10: this game took forever to download! It took like almost 1 minute
me: *laughs in dial-up*
*wife spends all morning convincing son not to be afraid of the dentist*
“Dad are you coming too?”
Hell no dentists scare the shit out of me
One thing I love about kids is that they will walk up to a complete stranger and just say the most bizarre shit like “teeth are just hair for your mouth” then just wander off again and it’s like wait I have follow up questions my dude but they’ve already moved on with life
My husband & I finally have an afternoon away from the kids. And then our son texts the family group chat:
“So do we have super glue?”
how did they feed babies before the airplane was invented?
*does the Dirty Dancing lift with a slab of ribs*
hackers play passwordle
I’ve got some sick beats.
No. Really. I need to take them to a doctor. The antibiotics aren’t working.
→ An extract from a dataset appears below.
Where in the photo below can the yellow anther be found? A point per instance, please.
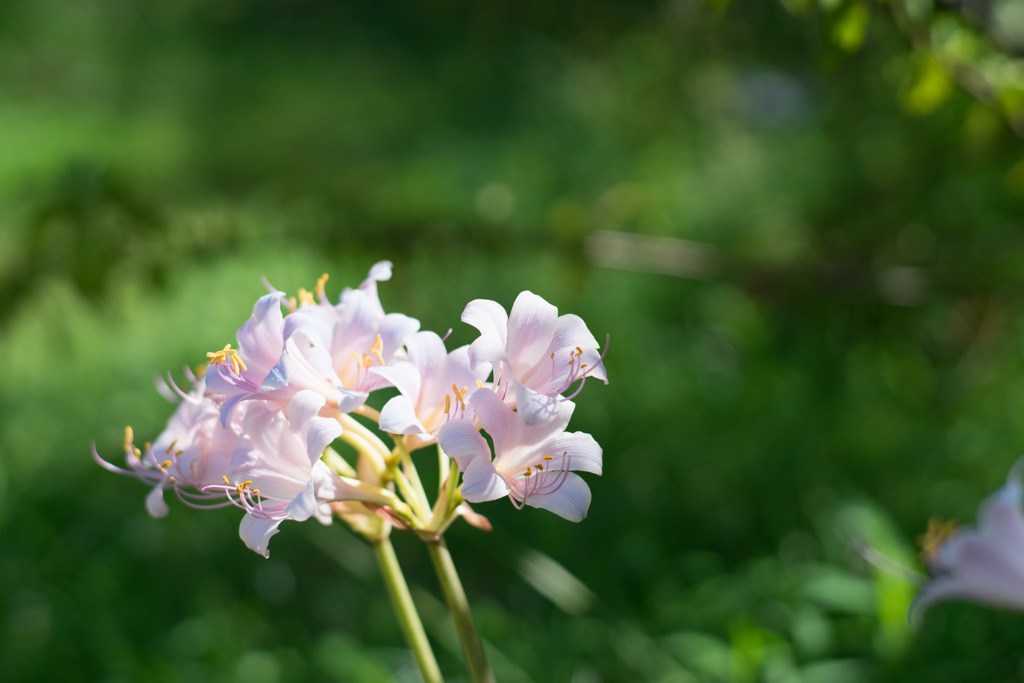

♫ she’s just a small time girl
workin at Jurassic Woooorld
opened a raptor cage
now they’re everywhere ♫
Sorry folks, Twitter’s broken. Moose out front should have told you.
Cat: my owner is asleep. What if he is dead?
Cat 911: just walk on his face and find out.
At times like this, I ask myself “what would Jesus do?” and then I hide in a cave for three days
My she-ro of the day is the project lead who turned on her camera during today’s group Skype meeting.
*rage dresses
*rage stomps down stairs
*rage closes neighbors banging garbage can lid flapping in wind
*rage stomps upstairs
*rage undresses
Reasons to keep spiders around
1. Eat flying insects
2. Occasional source of protein during sleep
3. We make rad webs
4. They do i mean they
My 7yo informed me that the fake tombstones we put up are both for the same guy and now he wants to know who Rip is.